Bajo la luz de aquella estrella se había desarrollado una civilización milenaria que se tenía en aquel tiempo por la más culta y avanzada del orbe, y que, a su pesar, estaba a punto de demostrar ser la más incivilizada y salvaje de cuantas habían madurado bajo el sol.

La noche apenas duraba cuatro horas en el verano boreal, sobre las márgenes del río Volchov. Por eso Pavel se acostaba con sol y se despertaba también bajo un cielo luminoso. En esos días, una vivificante satisfacción acompañaba siempre a sus despertares. El aroma de la leche hervida en el fogón se colaba por las rendijas de la puerta y, al mezclarse con las fragancias de la madera de las paredes y las sábanas limpias, conformaba el olor del hogar.
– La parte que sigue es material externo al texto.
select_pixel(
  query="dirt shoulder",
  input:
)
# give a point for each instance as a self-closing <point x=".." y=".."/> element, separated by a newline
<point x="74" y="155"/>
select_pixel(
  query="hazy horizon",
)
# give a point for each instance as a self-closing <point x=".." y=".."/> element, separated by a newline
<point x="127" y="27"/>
Las voces de sus padres le llegaron en un susurro desde el otro lado de la puerta. Pavel se levantó de un salto. Sabía que si se daba prisa los sorprendería abrazados.
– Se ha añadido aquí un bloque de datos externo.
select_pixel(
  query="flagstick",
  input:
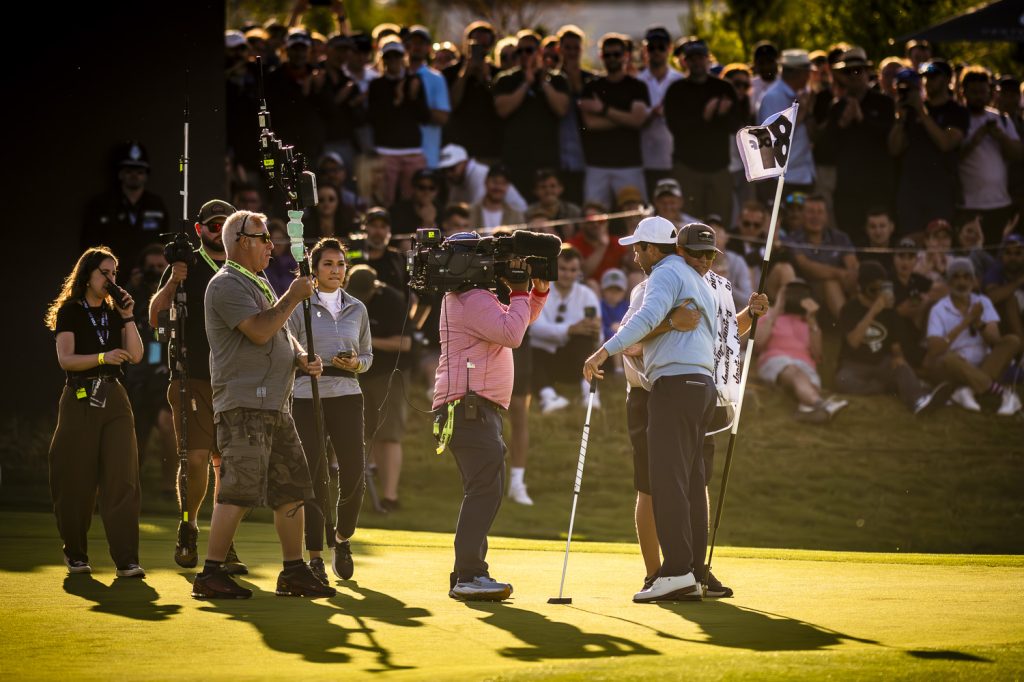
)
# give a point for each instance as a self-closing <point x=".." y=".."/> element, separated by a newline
<point x="748" y="357"/>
Apenas hubo desayunado, Pavel salió al campo. La hierba fresca acariciaba sus pies desnudos, mientras caminaba empuñando el tirachinas que le había fabricado su padre.

De pronto, un mirlo llamó su atención. Posado sobre el suelo, se movía a saltitos entre unas matas de frambuesa, mientras giraba su vivaracha cabeza en todas direcciones. Un blanco móvil resultaba una tentación insalvable. El chico apuntó su arma, tensó la goma y guiñó el ojo izquierdo. En el preciso instante en que sus dedos dejaron de ejercer presión sobre la goma y la china salía despedida hacia su víctima, Pavel sintió en el pecho una fría punzada de lástima y remordimiento. La piedra golpeó varias hojas y se estrelló finalmente contra el suelo. El mirlo salió volando y una sincera sonrisa iluminó el rostro del frustrado cazador.
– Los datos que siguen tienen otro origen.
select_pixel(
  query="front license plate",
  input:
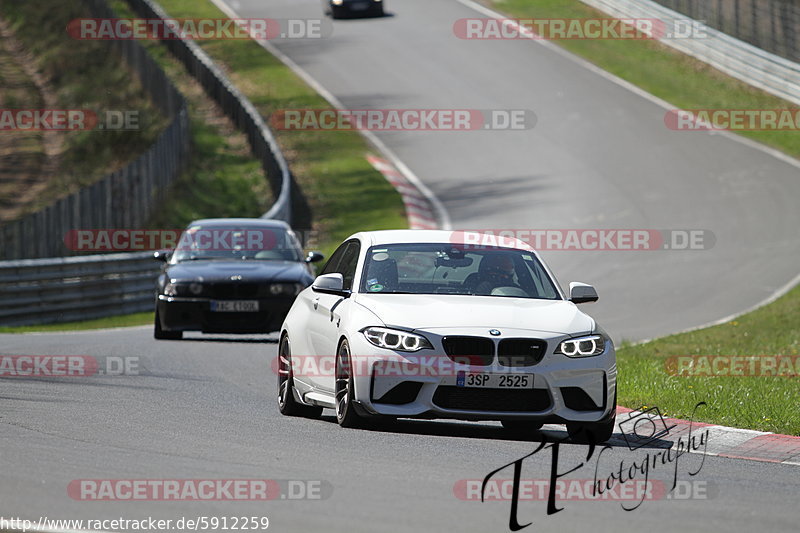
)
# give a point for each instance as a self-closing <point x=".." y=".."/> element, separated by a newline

Sería más o menos la misma hora cuando, mucho más al sur, en Kiev, Anastasia oía a través de la ventana abierta a los otros niños jugando en la calle, mientras ella sacrificaba su tiempo en las aburridas clases de alemán que le impartía la anciana señora Rudenka. ¿Por qué tenía ella que pasarse las mañanas del verano estudiando? ¿Para qué tenía que aprender alemán ella?

–Todo lo que puedas aprender te hará bien –le decía su padre–. Si tuviéramos un vecino chino o árabe, aprenderías también sus idiomas.

Ya podían haber sido árabes los tatarabuelos de la señora Rudienka. Así le contaría historias de lámparas maravillosas y alfombras voladoras, y no los aburridos cuentos de los hermanos Grimm, que en poco o en nada se diferenciaban de los ucranianos y rusos que ya había oído en su niñez. Con doce años no estaba para duendes ni hadas, y menos aún para la conjugación del verbo sein.

Ich bin, du bist, er ist...

Mientras Anastasia recitaba el verbo, pensaba que nunca hablaría ese idioma, que nunca en su vida necesitaría hablar con un alemán.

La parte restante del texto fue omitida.